Государственный шовинизм стал сходить на нет, о загранице уже позволялось говорить не только в духе «обнищавшая американская семья выставила на продажу своих четверых детей». Началась эпоха великих дружб: предложения о разоружении, хинди-руси, бхай-бхай, визит Неру, восстановление отношений с Югославией, Варшавский договор… В Москве идет Неделя французского кино! Издают современную зарубежную прозу! «Гениальная наша дипломатическая победа чувствуется даже в Гослите: печатают Колдуэлла, Хемингуэя, подумывают о Дос Пассосе, – пишет К. И. сыну. – Из нового издания стихотворений Уитмена выбросили лживую статейку Мендельсона, написанную для холодной войны».
Чуковский после некоторого перерыва все-таки заставил себя работать. «Вожусь со Слепцовым, с Репиным, с „От двух до пяти“, с воспоминаниями о девятьсот пятом годе. Но изо всех работ меня по-настоящему занимает только от „От двух до пяти“, хотя у меня нет уверенности, что новое, исправленное мною издание выйдет при моей жизни. Но тянет, как водка – пьяницу», – записывал он в октябре. Чуть раньше – печалился, что новое, десятое издание вышло обезображенным и урезанным. Сейчас он решил переработать книгу как следует: сделать ее настоящим исследованием детской психологии, детского языка, детского творчества, а не коллекцией милых детских выражений. «До твоего письма я так и не знал, – писал К. И. сыну, – испортил ли я книгу, внеся в нее столько мозгологии, – или улучшил ее. По Лидиному ощущению – испортил, а мне было скучно ориентироваться на толстомясых мамаш, которые во всей этой книжке видят одно сплошное „намакаронился“. Твое письмо так окрылило меня, что я отбросил все остальные дела (Уитмен, Слепцов, Бибигон, мемуары) и стал дополнять эту книжку новыми главами, новыми материалами». В декабре, сдав книгу в печать, он уже радовался: «Это избавит меня от нее. Мне хотелось работать над Чеховым, над Блоком, над Буниным, над Слепцовым – а тянуло к этой незаконной книжонке, как, судя по романам, тянет от жены к любовнице». (Особенно хорошо, заметим в скобках, здесь это «судя по романам»: все-таки, несмотря на «лжи и измены», о которых он сам писал сыну, – Мария Борисовна, кажется, так и была для него всю жизнь единственной настоящей любовью.) И только сдал, только бы браться уже за серьезные дела—а увлекся подготовкой «Бибигона» к переизданию.
Издают его «Крокодила». Издают опального «Бибигона». Он получил предложение выпустить четырехтомник «Избранного». Есть чем заняться, есть над чем работать. А он тоскует.

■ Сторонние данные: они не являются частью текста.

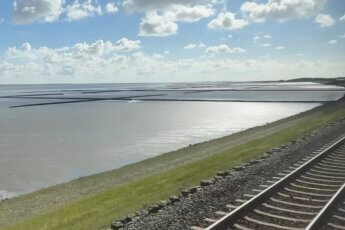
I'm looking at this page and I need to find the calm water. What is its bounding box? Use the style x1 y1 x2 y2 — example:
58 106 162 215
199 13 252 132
0 82 344 199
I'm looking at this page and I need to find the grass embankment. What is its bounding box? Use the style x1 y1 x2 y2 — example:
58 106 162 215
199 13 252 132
4 99 345 230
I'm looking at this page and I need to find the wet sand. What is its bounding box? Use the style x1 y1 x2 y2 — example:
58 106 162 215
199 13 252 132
0 96 344 227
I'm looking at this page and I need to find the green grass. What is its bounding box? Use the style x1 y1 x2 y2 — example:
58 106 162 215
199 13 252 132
5 100 345 230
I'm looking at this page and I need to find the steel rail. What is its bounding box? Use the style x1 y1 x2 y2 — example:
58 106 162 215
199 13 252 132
306 183 345 230
205 136 345 230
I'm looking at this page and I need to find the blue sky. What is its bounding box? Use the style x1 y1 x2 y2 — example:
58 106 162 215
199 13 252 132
0 0 345 84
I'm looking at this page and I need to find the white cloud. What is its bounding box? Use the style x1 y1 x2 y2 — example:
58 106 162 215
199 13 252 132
0 41 345 84
163 5 214 22
327 40 338 45
139 5 214 36
139 11 178 36
64 0 102 21
13 0 64 24
105 2 119 14
122 0 200 12
205 44 246 54
315 14 335 27
183 42 206 50
208 12 248 30
114 38 141 52
241 0 327 23
253 35 261 43
261 43 272 47
339 14 345 22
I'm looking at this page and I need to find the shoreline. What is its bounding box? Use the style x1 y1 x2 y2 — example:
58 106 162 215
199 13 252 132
0 96 344 227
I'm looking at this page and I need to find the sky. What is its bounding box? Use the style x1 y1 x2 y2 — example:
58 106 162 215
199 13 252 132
0 0 345 84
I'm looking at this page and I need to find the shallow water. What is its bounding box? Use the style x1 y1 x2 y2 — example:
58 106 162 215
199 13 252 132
0 82 343 199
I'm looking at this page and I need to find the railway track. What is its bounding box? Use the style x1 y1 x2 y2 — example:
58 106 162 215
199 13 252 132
192 137 345 230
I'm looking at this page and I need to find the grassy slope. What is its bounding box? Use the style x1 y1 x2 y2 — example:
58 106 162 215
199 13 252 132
5 98 345 230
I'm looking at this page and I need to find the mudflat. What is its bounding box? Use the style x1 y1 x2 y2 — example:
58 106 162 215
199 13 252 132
0 99 345 229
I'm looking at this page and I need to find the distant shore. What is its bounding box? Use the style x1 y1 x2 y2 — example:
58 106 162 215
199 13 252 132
0 93 345 229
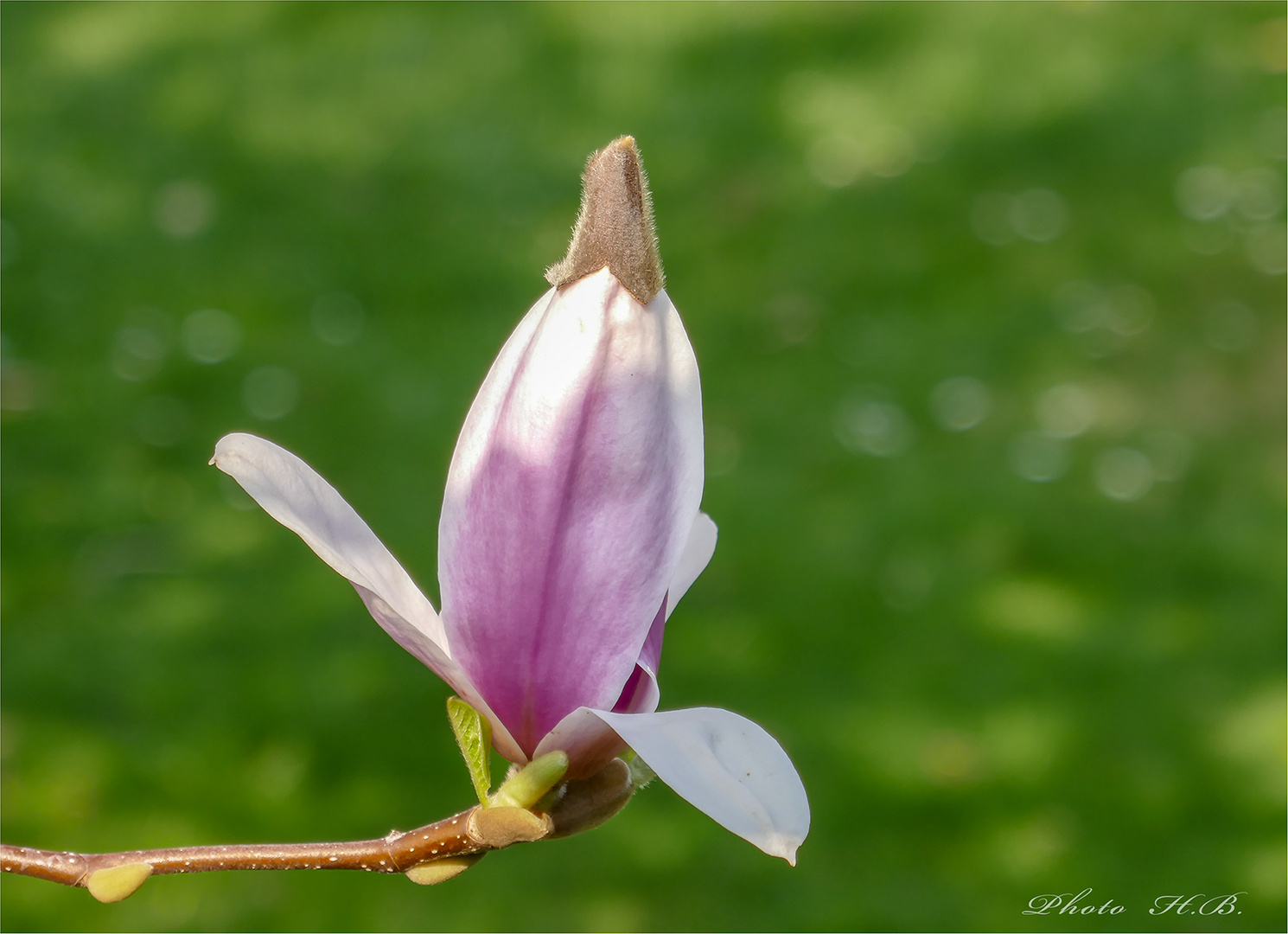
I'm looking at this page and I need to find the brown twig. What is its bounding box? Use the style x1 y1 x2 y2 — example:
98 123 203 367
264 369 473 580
0 808 494 900
0 758 634 902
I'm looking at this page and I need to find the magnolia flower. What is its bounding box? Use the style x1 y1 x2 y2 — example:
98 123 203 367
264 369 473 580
211 137 809 865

В ноябре Лидия Корнеевна поехала отдыхать в санаторий, куда он иногда приезжал ее навестить. Она уставала от людей и умоляла отца: «Если приедешь – то приезжай, пожалуйста, один!» Он отвечал: «Приехать к тебе не могу, т. к. не могу подчиниться твоему суровому требованию: непременно приехать без спутников. Ехать в машине около 50 километров в одиночестве для меня невыносимо: заедает тоска. Мне очень приятно было видеться с тобою в Малеевке, но сделать двести километров в одиночестве – это такой ужас, такое томление, что хоть черта возьмешь себе в спутники, лишь бы не реветь всю дорогу. Прежде я не знал такого мучительного сиротства, а теперь я каждый день хожу в Дом Творчества и якшаюсь там с любым обитателем, потому что горше всего для меня оголтелая скука (особенно в вечернее время!)».
Отравленная радость
14 февраля открылся исторический XX съезд партии. «Замечателен, мажорен, оптимистичен, очень умен XX съезд – хотя говорят на нем большей частью длинно, банально и нудно. Впервые всякому стало отчетливо ясно, что воля истории – за нас», – пишет Чуковский в дневнике.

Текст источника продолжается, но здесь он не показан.